Hultberg's biggest concern is the idea of block grants, a form of funding for the states and which the bill relies on heavily. Through the Graham-Cassidy bill, states would be given a certain amount of federal funding and would create and fund their own health care programs as they see fit.

"One thing that has not been reported on as much as it maybe should be is the impact of the block grant program on the state," Hultberg said. "It makes the state responsible for setting up a health care program on its own under the block grant, which is a very complex process. And many states are not equipped to do that. It would be 50 states of chaos."
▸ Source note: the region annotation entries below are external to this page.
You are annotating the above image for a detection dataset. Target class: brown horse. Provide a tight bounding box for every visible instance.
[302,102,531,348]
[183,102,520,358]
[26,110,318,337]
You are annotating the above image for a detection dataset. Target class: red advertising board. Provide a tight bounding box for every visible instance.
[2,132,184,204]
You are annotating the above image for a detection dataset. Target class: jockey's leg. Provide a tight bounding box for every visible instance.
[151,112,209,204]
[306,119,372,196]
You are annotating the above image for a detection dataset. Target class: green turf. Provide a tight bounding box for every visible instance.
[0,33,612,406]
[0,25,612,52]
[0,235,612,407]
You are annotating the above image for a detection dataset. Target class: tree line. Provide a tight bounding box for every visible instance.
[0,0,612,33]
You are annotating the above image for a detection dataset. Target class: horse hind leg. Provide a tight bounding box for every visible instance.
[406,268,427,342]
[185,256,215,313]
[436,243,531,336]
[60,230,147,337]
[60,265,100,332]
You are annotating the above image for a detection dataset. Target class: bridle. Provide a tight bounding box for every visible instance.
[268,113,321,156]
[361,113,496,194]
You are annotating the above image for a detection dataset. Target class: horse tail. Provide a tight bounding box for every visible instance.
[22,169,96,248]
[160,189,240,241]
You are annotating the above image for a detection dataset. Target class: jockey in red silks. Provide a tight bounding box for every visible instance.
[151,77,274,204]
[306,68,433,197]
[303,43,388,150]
Dr. Greg Johnson, CEO of Foundation Health Partners, shares Hultberg's concern regarding funding but thinks block grants may work as long as the federal appropriation is enough. Foundation Health Partners runs Fairbanks Memorial Hospital, Tanana Valley Clinic and Denali Center.

Johnson said the risk to the Fairbanks facilities is greater, however, now that are locally operated in addition to being locally owned. The three facilities became locally operated in January of this year.

"We’re definitely looking at all things that happen in the market," Johnson said Thursday. "It’s all important to us now."

Because the centers are locally owned now, all profits made by the foundation go back into the medical centers. But profits are small and could be negatively affected by a change in health care programs, Johnson noted.

"We've got a great facility here, but that margin that we run is a thin margin," Johnson said. "It’s single digits, and we’re hoping to stay in the position this year, so any disruption to the payment system could seriously disrupt us."

The cost of health insurance premiums needs to be addressed in Alaska, Johnson said.

"Much of the conversation revolves around affordable care, cost-share subsidies and pre-existing conditions, and I think the Affordable Care Act made an attempt to fix some of those underlying issues, but in retrospect it was good in some areas and lacking in others," Johnson said. "On the cost side of things it hasn’t done all that it could to help control cost."

Johnson said he is less concerned about the idea of block grants than he is about an overall lack of funding.

"From Alaska’s perspective, there’s still that cost consideration," he said. "If the cost considerations are given to Alaska, I don’t think we should be fearful of something like block grants so long as the funding is there."

Jeff Cook, president of the Greater Fairbanks Community Hospital Foundation, the parent entity of Foundation Health Partners, said he shares Johnson's concerns but was unavailable for further comment.

National groups such as the American Hospital Association and the American Medical Association also oppose the bill.